Artificial Intelligence-assisted Biomedical Literature Knowledge Synthesis to Support Decision-making in Precision Oncology.
Journal:
AMIA ... Annual Symposium proceedings. AMIA Symposium
Published Date:
May 22, 2025
Abstract
The delivery of effective targeted therapies requires comprehensive analyses of the molecular profiling of tumors and matching with clinical phenotypes in the context of existing knowledge described in biomedical literature, registries, and knowledge bases. We evaluated the performance of natural language processing (NLP) approaches in supporting knowledge retrieval and synthesis from the biomedical literature.

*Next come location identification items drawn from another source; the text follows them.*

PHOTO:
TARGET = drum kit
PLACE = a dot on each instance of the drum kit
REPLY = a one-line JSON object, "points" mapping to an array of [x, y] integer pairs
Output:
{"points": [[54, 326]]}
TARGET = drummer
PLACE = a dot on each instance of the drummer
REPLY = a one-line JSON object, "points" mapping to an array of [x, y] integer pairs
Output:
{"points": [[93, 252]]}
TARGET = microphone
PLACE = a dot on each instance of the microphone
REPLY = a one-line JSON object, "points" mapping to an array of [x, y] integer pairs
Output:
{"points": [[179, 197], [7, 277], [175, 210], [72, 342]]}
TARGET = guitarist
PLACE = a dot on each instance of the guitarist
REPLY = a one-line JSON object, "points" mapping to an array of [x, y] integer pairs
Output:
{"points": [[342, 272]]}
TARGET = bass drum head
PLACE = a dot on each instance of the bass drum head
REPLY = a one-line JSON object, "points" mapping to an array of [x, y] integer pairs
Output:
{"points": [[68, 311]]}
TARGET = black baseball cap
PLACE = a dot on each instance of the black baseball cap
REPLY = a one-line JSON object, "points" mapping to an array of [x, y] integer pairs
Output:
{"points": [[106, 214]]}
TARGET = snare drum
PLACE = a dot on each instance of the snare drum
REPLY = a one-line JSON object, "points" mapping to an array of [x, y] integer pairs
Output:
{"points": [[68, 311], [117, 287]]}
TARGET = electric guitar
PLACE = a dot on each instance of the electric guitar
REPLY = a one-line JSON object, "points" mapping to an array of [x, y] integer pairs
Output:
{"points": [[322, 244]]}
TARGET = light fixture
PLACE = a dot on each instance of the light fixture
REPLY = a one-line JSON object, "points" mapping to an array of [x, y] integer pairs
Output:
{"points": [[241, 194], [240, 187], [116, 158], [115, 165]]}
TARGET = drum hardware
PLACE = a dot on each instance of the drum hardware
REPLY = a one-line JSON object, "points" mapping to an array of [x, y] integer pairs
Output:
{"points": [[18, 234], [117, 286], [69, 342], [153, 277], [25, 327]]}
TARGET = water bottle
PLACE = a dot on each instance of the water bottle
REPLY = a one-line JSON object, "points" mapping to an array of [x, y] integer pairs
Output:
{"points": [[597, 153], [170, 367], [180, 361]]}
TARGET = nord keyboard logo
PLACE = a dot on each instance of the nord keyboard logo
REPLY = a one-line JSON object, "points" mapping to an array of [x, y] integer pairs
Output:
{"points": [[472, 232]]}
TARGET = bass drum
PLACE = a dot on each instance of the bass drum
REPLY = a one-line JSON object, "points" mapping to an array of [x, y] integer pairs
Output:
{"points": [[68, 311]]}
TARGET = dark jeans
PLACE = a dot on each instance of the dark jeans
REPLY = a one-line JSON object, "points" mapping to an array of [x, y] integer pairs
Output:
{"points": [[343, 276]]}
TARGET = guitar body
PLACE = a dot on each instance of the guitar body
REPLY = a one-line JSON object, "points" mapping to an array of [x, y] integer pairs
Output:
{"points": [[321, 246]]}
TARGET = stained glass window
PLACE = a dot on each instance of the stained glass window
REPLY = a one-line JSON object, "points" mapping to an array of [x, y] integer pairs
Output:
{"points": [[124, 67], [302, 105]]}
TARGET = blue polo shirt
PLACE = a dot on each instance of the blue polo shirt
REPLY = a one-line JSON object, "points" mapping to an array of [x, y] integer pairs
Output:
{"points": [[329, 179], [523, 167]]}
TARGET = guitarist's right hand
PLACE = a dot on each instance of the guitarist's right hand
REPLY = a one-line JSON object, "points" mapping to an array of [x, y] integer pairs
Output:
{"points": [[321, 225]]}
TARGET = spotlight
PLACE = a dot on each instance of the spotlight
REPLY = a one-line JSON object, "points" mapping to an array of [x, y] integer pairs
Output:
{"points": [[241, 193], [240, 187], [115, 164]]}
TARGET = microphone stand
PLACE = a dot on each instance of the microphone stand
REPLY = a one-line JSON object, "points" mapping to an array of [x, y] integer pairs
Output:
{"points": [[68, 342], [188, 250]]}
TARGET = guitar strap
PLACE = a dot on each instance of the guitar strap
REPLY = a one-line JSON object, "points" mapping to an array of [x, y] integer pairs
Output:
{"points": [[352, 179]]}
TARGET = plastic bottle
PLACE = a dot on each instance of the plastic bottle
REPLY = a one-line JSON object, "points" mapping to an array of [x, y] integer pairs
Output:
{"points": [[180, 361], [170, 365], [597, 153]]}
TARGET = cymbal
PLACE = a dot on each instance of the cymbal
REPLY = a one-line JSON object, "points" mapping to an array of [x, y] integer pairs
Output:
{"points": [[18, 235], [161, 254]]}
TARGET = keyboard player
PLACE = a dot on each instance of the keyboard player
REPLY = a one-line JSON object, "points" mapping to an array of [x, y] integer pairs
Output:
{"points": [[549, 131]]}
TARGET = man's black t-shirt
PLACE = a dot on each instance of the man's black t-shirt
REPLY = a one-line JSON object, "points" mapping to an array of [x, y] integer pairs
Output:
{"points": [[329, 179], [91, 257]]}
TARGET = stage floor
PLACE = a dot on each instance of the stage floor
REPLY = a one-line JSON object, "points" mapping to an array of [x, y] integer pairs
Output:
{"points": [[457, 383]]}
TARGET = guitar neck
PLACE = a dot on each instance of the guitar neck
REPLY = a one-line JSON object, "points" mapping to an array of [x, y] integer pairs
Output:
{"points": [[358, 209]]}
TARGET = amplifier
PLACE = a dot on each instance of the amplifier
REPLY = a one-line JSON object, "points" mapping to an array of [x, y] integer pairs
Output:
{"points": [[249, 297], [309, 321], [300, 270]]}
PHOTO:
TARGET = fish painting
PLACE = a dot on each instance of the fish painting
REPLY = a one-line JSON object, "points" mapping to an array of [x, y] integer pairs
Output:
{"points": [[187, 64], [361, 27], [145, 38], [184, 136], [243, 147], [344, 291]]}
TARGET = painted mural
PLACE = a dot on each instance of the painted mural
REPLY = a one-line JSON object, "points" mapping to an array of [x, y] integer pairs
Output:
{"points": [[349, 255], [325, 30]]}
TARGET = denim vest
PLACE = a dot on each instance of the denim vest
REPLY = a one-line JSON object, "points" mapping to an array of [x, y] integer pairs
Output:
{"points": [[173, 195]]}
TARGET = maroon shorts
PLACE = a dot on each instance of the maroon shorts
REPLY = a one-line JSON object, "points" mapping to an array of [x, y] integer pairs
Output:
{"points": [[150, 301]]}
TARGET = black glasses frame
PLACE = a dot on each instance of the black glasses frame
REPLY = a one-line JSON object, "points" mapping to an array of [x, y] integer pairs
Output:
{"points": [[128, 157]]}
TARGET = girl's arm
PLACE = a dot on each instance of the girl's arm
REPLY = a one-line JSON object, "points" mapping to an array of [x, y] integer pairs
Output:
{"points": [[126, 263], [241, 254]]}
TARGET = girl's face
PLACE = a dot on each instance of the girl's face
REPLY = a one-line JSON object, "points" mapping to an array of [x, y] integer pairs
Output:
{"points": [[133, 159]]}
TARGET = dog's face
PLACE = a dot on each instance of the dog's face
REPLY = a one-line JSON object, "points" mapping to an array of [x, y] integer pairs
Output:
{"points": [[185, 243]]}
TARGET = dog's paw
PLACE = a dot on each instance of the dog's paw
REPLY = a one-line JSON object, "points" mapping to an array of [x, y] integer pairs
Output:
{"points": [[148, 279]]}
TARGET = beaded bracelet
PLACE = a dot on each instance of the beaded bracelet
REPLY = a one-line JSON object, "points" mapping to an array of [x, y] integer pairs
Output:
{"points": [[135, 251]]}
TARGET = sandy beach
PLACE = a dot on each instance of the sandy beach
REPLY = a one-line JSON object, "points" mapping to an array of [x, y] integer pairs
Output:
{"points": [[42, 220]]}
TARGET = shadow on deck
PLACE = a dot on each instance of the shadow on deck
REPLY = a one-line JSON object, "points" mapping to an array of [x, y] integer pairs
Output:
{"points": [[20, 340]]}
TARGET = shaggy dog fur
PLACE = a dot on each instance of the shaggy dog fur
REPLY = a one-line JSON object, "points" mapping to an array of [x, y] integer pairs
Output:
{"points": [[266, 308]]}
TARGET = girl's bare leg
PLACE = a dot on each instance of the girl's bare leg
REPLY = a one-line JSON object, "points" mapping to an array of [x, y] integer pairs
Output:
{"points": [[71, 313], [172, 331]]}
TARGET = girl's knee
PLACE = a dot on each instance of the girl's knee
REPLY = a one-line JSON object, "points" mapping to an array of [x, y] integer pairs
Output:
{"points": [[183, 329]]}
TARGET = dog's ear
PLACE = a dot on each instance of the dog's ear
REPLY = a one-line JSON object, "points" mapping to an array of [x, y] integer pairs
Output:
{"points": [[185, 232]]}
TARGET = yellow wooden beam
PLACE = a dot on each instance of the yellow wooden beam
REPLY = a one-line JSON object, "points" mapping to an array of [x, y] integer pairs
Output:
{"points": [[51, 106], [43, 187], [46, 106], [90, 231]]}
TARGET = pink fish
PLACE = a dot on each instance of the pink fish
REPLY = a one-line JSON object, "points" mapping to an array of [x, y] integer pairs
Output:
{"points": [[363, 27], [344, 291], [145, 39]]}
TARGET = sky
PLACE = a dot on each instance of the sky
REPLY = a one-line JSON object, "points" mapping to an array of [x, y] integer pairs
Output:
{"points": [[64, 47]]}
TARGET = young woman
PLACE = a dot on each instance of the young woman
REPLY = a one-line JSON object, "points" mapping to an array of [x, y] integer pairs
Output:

We tested PubTator 3.0, Bidirectional Encoder Representations from Transformers (BERT), and Large Language Models (LLMs) and evaluated their ability to support named entity recognition (NER) and relation extraction (RE) from biomedical texts. PubTator 3.0 and the BioBERT model performed best in the NER task (best F1-score 0.93 and 0.89, respectively), while BioBERT outperformed all other solutions in the RE task (best F1-score 0.79) and a specific use case it was applied to by recognizing nearly all entity mentions and most of the relations. Our findings support the use of AI-assisted approaches in facilitating precision oncology decision-making.